Mars Mice

Each mouse's wastes will be collected in a compartment beneath its habitat; the compartment will contain a urinalysis system checking for biomarkers that indicate bone loss.

Each habitat will also be equipped with a body mass sensor, which will take frequent readings. This will also allow the researchers to track how the weight of the mice changes over the course of the five weeks.

Each mouse will also have toys to keep it busy. "We may give them a wooden block to chew on," says Wooster. That'll keep them happy, and will also prevent them from chewing on the habitat. They might have a small tube to run through.

No wheels, though, says Wooster, because NASA has learned that exercise can counteract some of the effects of low-gravity on astronauts. A mouse with a wheel in its cage can actually run several miles a day. "We don't want to give the mice a countermeasure in terms of exercise."
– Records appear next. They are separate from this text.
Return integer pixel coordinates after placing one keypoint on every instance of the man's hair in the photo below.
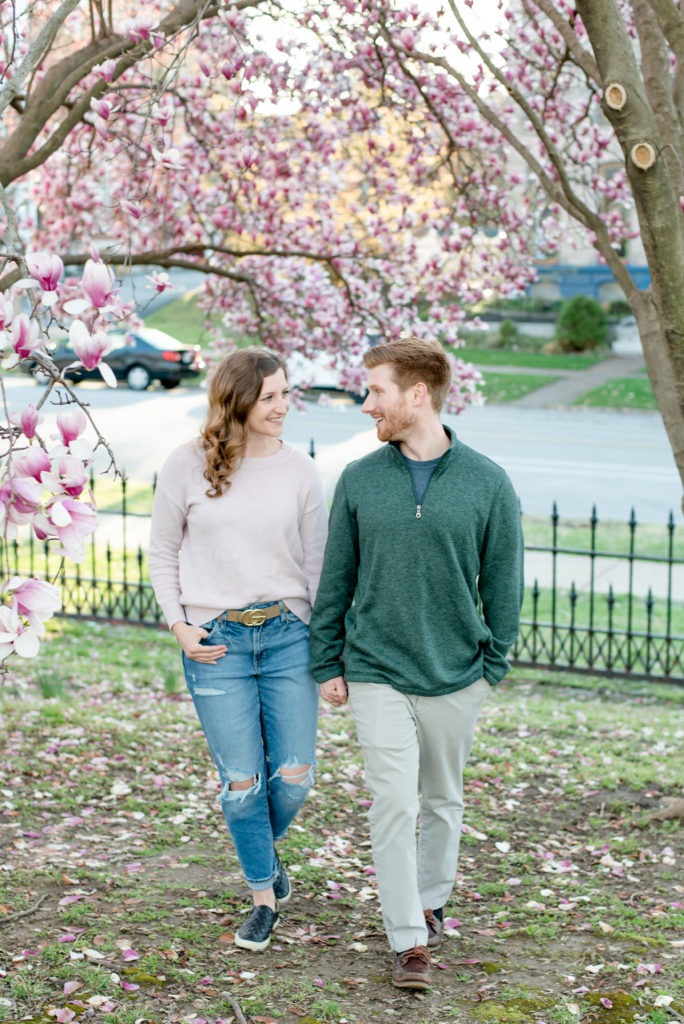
(414, 361)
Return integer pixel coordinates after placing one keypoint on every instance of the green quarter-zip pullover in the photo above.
(423, 597)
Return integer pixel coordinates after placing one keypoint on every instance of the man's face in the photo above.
(390, 408)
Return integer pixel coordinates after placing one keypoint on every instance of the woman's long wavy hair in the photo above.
(233, 389)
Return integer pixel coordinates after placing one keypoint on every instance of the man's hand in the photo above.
(335, 691)
(189, 636)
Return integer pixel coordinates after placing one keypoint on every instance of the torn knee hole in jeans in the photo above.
(240, 785)
(296, 774)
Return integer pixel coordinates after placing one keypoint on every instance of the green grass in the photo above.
(501, 387)
(183, 320)
(626, 392)
(529, 359)
(564, 873)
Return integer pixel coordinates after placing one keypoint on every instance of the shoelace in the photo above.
(418, 952)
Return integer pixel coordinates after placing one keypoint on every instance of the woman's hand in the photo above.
(189, 638)
(335, 691)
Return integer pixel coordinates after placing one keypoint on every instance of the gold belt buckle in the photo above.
(253, 616)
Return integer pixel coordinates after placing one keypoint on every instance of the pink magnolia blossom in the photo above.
(90, 348)
(35, 599)
(25, 336)
(73, 522)
(67, 475)
(29, 420)
(71, 425)
(6, 312)
(160, 282)
(33, 463)
(47, 268)
(98, 283)
(15, 637)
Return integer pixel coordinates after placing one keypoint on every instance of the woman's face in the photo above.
(266, 417)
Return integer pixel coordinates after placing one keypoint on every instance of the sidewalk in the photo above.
(574, 383)
(626, 359)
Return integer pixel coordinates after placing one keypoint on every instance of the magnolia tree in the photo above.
(336, 169)
(228, 138)
(579, 108)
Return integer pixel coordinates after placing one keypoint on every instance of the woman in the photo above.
(238, 534)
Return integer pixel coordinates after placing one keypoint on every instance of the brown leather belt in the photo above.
(254, 616)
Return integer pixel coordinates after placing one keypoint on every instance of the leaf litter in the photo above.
(120, 894)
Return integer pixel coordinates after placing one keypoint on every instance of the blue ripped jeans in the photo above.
(258, 709)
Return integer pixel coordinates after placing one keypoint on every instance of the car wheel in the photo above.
(137, 378)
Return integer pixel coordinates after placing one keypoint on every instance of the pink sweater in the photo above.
(261, 541)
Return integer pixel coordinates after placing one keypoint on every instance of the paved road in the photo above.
(574, 457)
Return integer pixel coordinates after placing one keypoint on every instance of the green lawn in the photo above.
(528, 359)
(502, 387)
(625, 392)
(120, 892)
(183, 320)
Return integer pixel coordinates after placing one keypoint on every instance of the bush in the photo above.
(582, 325)
(509, 334)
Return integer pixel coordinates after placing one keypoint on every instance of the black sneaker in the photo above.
(282, 887)
(255, 932)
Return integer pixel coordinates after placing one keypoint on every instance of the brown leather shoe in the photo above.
(412, 969)
(435, 930)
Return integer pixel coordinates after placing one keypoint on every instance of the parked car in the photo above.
(138, 357)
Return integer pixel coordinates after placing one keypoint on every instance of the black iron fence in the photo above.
(600, 596)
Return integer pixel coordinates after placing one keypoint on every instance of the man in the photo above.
(418, 605)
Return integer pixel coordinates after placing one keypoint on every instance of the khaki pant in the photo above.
(415, 752)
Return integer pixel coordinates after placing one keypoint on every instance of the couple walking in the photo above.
(403, 602)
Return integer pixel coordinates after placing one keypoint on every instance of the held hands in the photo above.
(189, 636)
(335, 691)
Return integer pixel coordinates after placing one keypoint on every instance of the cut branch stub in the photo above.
(643, 156)
(614, 95)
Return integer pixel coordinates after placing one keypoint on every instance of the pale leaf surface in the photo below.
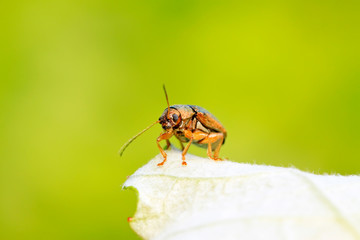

The students will be using only female mice, says Wooster. That's partly because female mice eat slightly less than male mice, decreasing the mass that must leave Earth. But more importantly, some studies suggest that females are affected more strongly by lowered gravity than the males.

Those studies, though, weren't conducted in true partial gravity. Rather, they were done by suspending the hind legs of the animals, so that the mice are only able to feel part of their weight on the ground. The simulated Mars gravity inside the Biosatellite will be much more realistic.

Credit: MarsGravity.org Much of the Mars Gravity Biosatellite is still on the drawing board. Shown here is a cutaway design diagram of a mouse habitat for the spacecraft.

Through the three participating universities, more than 250 students have been involved in the Biosatellite project. The project is being led and coordinated by MIT, which is also managing the animal habitats and life support systems. The University of Washington is in charge of providing electrical power, propulsion, attitude control, thermal control, and all the communications to the ground. The University of Queensland is in charge of the entry, descent, and landing systems, including the heat shields and parachutes.

"I think that one of the big contributions of the Biosatellite," says Wooster, "is the educational benefit for the students involved." So many people, he says, have been inspired by this project, and have learned from it. "Plus we're going to be getting back information that nobody's ever had before, data that have been missing in the planning of human missions to Mars."

How might humans respond to gravity on Mars?

With the successful landing of NASA's rover Opportunity, that question seems closer and closer to one we'll need to solve.